LINEは7月15日、前日(現地時間)のニューヨーク証券取引所に続き、東京証券取引市場第一部へ上場した。これに合わせ同日、メディア向けの記者会見を開催した。

LINE株式会社 代表取締役社長 出澤剛氏

代表取締役社長 出澤氏は同社が上場した理由について「透明性・信頼性を高めること」「成長への投資」の2点を挙げた。また、米国でも同時に上場したことについては「世界でのLINEのプレゼンスを上げる」ためと説明。アジアの成長が世界から注目されていることや、米国の最先端技術に触れ、GoogleやFacebookといったインターネットジャイアントと同じ枠の中で競争することが重要だと述べた。

月間利用者の6割以上を主要4カ国が占める

DAU/MAU比率が高いことも特徴

LINEの月間ユーザー数(MAU)は現在全世界で2億1,800万人。同社は2015年よりアジア地域、特に日本・台湾・タイ・インドネシアの4カ国にフォーカスしたサービス展開を行っている。この4カ国における現在のMAUは1億5,200万人に上り、2016年3月時点で前年比23%と順調に成長を続けている。また、デイリーユーザー数(DAU)の比率が日本では8割を超えるなど非常に高いことも挙げられた。スマートフォンユーザーにとって、インターネットの入り口がメッセンジャーアプリになるりつつある。

LINEはメッセンジャーを入り口としたポータルサービスへ

これを踏まえたこれからの事業展開の方向性について、出澤氏は「スマートポータル」という言葉を挙げた。これは、音楽・動画・マンガ等のコンテンツ・プラットフォーム、決済・交通・フード等のライフ・プラットフォームからなるもので、「SNSというよりも、PC時代の非常に強かったポータルサービスにイメージが近い」という。

広告・コンテンツを中心に、メッセージングサービスでは数少ないマネタイゼーションに成功

ポータル戦略でユーザとの接点が増加すれば、収益化の推進も一層の進化を期待できる。2015年には1,200億円の売上を計上。その30%は海外が占める。

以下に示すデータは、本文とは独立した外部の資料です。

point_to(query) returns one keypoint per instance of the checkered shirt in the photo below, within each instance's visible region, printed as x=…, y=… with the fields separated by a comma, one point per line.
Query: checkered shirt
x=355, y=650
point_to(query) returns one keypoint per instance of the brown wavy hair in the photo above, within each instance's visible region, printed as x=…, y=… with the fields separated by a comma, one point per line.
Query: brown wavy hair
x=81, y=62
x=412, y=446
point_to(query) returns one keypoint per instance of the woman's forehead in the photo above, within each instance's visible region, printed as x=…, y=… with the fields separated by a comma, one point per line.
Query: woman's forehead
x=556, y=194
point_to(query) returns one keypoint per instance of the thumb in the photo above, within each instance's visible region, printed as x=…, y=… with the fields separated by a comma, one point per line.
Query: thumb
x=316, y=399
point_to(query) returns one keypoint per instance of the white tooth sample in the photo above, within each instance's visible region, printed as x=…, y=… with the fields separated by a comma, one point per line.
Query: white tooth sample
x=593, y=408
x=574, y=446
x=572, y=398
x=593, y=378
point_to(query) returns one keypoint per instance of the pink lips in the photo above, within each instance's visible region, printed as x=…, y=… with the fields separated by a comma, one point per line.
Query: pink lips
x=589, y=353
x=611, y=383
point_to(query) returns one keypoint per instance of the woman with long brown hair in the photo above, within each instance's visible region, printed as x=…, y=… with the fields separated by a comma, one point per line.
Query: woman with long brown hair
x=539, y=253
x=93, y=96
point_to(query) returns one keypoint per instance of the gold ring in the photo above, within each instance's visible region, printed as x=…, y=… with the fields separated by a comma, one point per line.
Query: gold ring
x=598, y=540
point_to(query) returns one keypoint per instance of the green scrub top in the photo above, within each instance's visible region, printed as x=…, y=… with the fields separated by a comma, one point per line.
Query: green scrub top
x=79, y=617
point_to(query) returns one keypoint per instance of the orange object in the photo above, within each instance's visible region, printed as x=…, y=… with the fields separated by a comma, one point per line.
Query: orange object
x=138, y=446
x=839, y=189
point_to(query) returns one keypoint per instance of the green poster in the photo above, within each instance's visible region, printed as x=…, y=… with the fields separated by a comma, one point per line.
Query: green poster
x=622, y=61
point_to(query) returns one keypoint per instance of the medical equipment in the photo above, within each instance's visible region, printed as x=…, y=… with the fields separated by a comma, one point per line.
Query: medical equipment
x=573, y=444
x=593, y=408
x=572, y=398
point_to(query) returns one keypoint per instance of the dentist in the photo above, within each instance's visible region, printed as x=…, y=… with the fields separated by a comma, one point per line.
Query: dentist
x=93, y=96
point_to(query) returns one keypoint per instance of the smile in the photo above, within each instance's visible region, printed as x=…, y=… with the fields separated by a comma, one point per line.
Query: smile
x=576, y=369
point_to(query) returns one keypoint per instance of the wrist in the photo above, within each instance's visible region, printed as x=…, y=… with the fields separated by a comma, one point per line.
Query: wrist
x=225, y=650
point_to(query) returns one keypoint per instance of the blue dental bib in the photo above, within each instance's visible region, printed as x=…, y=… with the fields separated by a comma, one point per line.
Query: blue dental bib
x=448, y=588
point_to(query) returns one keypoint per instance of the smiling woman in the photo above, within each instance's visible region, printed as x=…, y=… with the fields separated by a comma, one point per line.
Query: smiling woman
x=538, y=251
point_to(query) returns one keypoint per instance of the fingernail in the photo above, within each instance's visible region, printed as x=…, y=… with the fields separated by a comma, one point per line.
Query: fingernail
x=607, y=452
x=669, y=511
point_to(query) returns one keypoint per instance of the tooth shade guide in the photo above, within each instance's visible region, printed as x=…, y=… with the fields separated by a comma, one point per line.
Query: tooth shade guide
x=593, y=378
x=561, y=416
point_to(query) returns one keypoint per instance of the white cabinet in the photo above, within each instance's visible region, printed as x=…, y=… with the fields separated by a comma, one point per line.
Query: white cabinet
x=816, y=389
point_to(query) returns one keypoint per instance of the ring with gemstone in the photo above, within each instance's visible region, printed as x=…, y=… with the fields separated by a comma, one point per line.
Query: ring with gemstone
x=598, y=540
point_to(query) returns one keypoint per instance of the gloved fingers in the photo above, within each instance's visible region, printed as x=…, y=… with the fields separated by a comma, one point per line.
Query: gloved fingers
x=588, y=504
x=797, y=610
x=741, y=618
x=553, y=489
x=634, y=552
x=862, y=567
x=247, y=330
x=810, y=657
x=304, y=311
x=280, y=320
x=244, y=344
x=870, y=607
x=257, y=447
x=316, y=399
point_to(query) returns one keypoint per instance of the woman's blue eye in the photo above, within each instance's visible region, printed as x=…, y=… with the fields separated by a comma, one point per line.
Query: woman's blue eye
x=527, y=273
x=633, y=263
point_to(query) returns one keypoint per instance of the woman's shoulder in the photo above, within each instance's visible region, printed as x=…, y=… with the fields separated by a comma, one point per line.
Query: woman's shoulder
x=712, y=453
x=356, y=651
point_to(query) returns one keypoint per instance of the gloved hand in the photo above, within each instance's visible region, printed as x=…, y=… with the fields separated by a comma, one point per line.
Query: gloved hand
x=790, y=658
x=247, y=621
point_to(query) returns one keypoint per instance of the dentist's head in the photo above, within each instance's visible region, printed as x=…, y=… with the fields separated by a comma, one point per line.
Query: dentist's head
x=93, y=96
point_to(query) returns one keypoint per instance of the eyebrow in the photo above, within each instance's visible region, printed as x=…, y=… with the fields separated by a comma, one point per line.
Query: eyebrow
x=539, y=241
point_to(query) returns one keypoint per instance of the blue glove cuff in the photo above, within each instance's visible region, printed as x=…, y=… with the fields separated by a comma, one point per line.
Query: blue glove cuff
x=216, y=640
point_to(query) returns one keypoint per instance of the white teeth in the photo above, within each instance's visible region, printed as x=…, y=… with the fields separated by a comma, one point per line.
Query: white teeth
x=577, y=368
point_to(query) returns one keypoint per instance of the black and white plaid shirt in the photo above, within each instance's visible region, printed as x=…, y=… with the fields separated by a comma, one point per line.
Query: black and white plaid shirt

売上のうち大きな割合を占めるのは広告とコンテンツ(ゲーム)だ。さらに新たな収益の柱になる事業として、昨年末よりパフォーマンス型広告を導入しLINEタイムラインで先行して展開。6月に正式にサービスをリリースし、現在はLINEニュースにも投入されている。LINE LIVE、LINEブログといったメディアサービスも伸びており、売上の拡張性が見込めるとした。

主要4カ国でスマートポータルの完成を先行させ、次のタイミングを狙う

今後の成長戦略については、まずフォーカスする4カ国でのスマートポータル完成を目指す。その上で出澤氏は「次の波」を狙っていくと述べた。

「スマートフォンメッセンジャーの世界での陣取り合戦はほぼ終わり、この状況で新しいエリアへの展開は成功確率が低い。今海外での主流はメッセンジャーに特化したコミュニケーション型のものと言われているが、それは通信環境やデータプランに依存している面がある。近い将来、各国の通信環境が向上して、データを使うことに対する許容度が上がってくれば、スマートポータルが次の大きな波になる」(出澤氏)

誤送信の経験について問われ「無くはない」と回答

続いて出澤氏は記者団からの質問に答え、メッセンジャーの機能について、誤送信したメッセージの削除機能は「可能性はあると思っている。議論していないわけではないが、ただやる・やらないはまだ決まっていない」と述べた。

今年3月に発表された「LINEモバイル」のサービス開始については、今秋サービス開始となる見通しを示した。独自の端末販売や販売のための実店舗設置は行わないという。

また、スマートポータル実現のためパートナー企業向にプラットフォームを提供するためのAPIを整備し、つなぎやすい仕組みを「ちょうど今、仕上げている」ことを明らかにした。これも今秋より提供される予定。個別の事例では、トランスコスモスとのジョイントベンチャーによりコールセンターでラインを使うプロジェクトを進めていることを挙げた。

この日の終値は4,345円で、時価総額は9,100億円余り。今年最大の新規上場となった。